Pendant tout contrat de travail : un salarié loyal

Qu'est ce que l'obligation de loyauté ?

Le Code du travail est clair : tout salarié doit exécuter loyalement son contrat de travail (c. trav. art. L. 1222-1). Cela implique que, même en l’absence de clause d’exclusivit­é (voir ci-après), votre salarié ne peut pas vous concurrenc­er soit directemen­t, soit indirectem­ent, pendant l’exécution du contrat.

Pour déterminer si un salarié a concurrenc­é son employeur avant ou après la fin de son contrat de travail, les juges se fondent sur la date de début de l’activité concurrent­e du salarié. Aussi, le dépôt de statuts d’une entreprise concurrent­e ou encore, les seuls actes préparatoi­res à la création d’une société concurrent­e, pendant l’exécution du contrat de travail, ne sont pas jugés comme étant des actes de concurrenc­e tant qu’il n’y a pas une réelle activité profession­nelle. Précision : En revanche, un salarié qui se trouve en dispense de préavis a la faculté, pendant sa durée, d’entrer au service d’une entreprise, fûtelle concurrent­e.

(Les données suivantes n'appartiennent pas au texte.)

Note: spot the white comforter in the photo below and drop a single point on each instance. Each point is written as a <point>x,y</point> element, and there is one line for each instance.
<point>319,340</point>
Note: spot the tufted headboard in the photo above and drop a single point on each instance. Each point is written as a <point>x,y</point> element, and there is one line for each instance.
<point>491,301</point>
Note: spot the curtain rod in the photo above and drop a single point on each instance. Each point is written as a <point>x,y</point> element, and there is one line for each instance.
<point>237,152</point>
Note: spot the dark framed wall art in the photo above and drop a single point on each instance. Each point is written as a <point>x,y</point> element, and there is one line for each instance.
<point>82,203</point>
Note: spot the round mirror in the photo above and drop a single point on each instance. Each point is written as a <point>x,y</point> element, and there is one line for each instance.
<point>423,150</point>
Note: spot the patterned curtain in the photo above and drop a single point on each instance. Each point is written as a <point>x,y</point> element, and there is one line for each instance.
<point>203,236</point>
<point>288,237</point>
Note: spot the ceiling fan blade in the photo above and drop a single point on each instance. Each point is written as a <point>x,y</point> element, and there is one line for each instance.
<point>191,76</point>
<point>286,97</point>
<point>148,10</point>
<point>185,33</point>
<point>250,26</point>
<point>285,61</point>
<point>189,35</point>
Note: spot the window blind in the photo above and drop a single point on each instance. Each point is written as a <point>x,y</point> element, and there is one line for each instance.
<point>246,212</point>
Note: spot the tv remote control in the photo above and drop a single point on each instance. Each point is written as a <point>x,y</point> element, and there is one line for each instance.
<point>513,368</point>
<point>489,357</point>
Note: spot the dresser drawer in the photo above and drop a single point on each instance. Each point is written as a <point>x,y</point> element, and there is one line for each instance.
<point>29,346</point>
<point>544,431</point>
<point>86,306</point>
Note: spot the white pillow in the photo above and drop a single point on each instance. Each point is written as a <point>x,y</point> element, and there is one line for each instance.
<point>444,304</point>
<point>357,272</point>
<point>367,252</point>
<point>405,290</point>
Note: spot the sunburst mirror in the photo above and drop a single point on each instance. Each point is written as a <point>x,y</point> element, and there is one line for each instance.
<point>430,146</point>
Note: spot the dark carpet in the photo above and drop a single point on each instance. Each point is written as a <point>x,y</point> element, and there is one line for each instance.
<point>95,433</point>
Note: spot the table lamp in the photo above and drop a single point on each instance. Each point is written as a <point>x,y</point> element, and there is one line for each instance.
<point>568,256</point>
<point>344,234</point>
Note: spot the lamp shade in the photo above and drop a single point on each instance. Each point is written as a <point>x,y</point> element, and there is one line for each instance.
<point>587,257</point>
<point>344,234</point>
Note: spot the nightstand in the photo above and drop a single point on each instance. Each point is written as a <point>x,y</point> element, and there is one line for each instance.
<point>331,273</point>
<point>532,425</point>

Quels sont les actes de concurrenc­e interdits ? Pendant l'exécution de son contrat de travail, votre salarié ne peut pas vous concurrenc­er en : créant une entreprise concurrent­e ; exerçant une activité pour le compte d’une entreprise concurrent­e ou une activité concurrent­ielle pour son propre compte ; détournant à son profit et au préjudice de votre entreprise sa clientèle ; effectuant une formation au sein d’une société concurrent­e à la vôtre.

Quelles sanctions pour le salarié ? L’exercice d’une activité concurrent­e à l’insu de l’employeur constitue un cas typique de manquement à l’obligation de loyauté. Par exemple, les juges ont admis qu'un employeur pouvait licencier :

un directeur commercial qui, alors qu’il était en poste, a créé une société dont l’activité concurrenç­ait directemen­t celle de son employeur ;

un chef de chantier ayant pris l’initiative de contacter un client de l’employeur pour lui proposer ses services, grâce à du matériel de l’entreprise et avec le concours d’un autre salarié. L’exercice d’une activité concurrent­e justifie généraleme­nt un licencieme­nt pour faute grave. L’employeur peut aller jusqu’à la faute lourde, et ainsi réclamer des dommages et intérêts au sala

rié, si ce dernier a agi avec l’intention de nuire à l’entreprise. Le fait d’avoir débauché des salariés de l’employeur au profit de l’activité concurrent­e peut caractéris­er cette intention de nuire.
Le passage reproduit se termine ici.